Organic is cheaper in Egypt
SEKEM, Egyptian leader in Circular Agriculture calls for action and provides the evidence to back up their claim. Based on a Full Cost Account Study conducted by Heliopolis University for Sustainable Development, the social enterprise SEKEM claims that organic food is cheaper to produce than conventional crops in Egypt. That is, if the externalized costs, which are currently transferred to society or future generations would be part of the costs paid by consumers at supermarkets and restaurants. The research shows that a wide variety of crops grown by SEKEM (including rice, maize, potatoes, wheat and cotton) are cheaper than crops grown in conventional agriculture if the costs for pollution, CO2 emissions, energy, and water consumption are taken into consideration.

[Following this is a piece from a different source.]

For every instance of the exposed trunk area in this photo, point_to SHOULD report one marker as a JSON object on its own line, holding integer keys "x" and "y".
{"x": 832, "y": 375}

For more than forty years, SEKEM has pioneered sustainable agriculture in what was once desert. They generate financial returns with the production of herbal teas, medicinal plants, cotton and fresh produce for local markets and export. Beyond financial returns they contribute to social capital by creating jobs and education for the local community and natural capital by contributing to biodiversity, biomass and carbon captured from the atmosphere. Interestingly by sharing their knowledge and expertise, for instance through Heliopolis University for Sustainable Development they provide inspiration for other farmers and agribusinesses that more can be done to create a future proof agricultural sector.
SEKEM and Heliopolis University for Sustainable Development are partners for knowledge exchange and co-innovation with numerous Dutch agribusiness experts like Delphy, Salt Doctors, Naecterra, Soil & More and others.